Последний кусочек колбасы
Отказалась от мяса с незапамятных времен и нисколько не жалею об этом. Хватит уничтожать братьев наших меньших. Рыба? Рыба – другое дело. Вот подумайте сами: если Ной собирал в ковчег всякой твари по паре, кого там не было?
Рыб. Почему? Да потому что какой смысл спасать рыб от наводнения?
Вот поэтому рыбы не наши побратимы и родственники, не те, чье спасение было санкционировано свыше, – исходя из этого, рыб есть можно.
Во всяком случае, это я так научилась отшучиваться.
А на самом деле ковчег здесь, конечно же, ни при чем. Просто однажды я начала замечать, что после самой обыкновенной котлеты не могу не то что прыгнуть повыше, а даже двигаюсь словно беременная слониха. Не ем мяса – и спокойно порхаю по сцене. И еще одно: невыносимо после трапезы видеть на тарелки кости. Ощущаешь себя в кунсткамере или на кладбище домашних животных.
Ну, в общем понятно. Решила отказаться от мяса, сказала – отрезала. Сначала не хватало чего-то, потом привыкать начала. Иногда брат или мама спросят: ну ты хоть в этом году попробуешь мяса? Я только плечами пожимаю. Зачем?

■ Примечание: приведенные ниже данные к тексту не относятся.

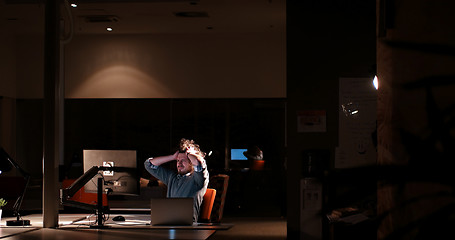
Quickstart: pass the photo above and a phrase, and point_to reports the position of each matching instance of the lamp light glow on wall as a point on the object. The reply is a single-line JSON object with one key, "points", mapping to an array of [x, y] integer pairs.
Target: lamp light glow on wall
{"points": [[375, 82]]}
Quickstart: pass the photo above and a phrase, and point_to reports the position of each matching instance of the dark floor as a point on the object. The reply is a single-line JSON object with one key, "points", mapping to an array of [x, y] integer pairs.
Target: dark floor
{"points": [[266, 228], [248, 228]]}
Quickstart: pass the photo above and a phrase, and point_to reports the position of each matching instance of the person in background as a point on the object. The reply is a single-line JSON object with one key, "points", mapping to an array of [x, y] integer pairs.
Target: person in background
{"points": [[191, 178]]}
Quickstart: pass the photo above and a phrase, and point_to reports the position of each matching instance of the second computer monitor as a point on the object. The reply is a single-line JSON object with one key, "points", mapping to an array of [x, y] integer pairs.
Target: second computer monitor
{"points": [[125, 182]]}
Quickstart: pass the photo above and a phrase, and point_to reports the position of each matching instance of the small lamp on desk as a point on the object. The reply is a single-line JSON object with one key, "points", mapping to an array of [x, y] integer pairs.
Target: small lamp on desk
{"points": [[6, 164]]}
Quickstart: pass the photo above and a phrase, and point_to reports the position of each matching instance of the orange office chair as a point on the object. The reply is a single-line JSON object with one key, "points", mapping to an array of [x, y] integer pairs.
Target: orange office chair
{"points": [[220, 183], [207, 205]]}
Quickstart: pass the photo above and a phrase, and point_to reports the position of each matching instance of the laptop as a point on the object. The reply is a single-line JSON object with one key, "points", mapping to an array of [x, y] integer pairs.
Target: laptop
{"points": [[171, 211]]}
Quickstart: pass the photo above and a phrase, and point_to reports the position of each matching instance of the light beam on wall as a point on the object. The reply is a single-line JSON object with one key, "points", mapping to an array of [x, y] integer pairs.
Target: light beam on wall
{"points": [[120, 81]]}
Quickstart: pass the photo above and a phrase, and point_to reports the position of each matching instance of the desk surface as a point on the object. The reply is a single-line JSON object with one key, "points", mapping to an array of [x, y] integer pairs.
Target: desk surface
{"points": [[135, 227]]}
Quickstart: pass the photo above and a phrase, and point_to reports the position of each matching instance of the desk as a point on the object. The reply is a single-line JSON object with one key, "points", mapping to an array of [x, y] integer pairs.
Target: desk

Но вот настал момент, когда после десяти лет воздержания от поедания безвинных животных я все же нарушила свой обет.
Произошло это в Японии, в клубе, где я работала.
В заведении тогда была хима – дико скучное время, когда за целый день не зайдет ни один клиент и все работающие там девочки вынуждены сидеть в вечерних платьях и полном гриме, ожидая невесть чего. Танцевать для пустых столов и скучно торчащих в проходах официантов, обрывать телефоны знакомым, умоляя их хотя бы ненадолго заглянуть в клуб?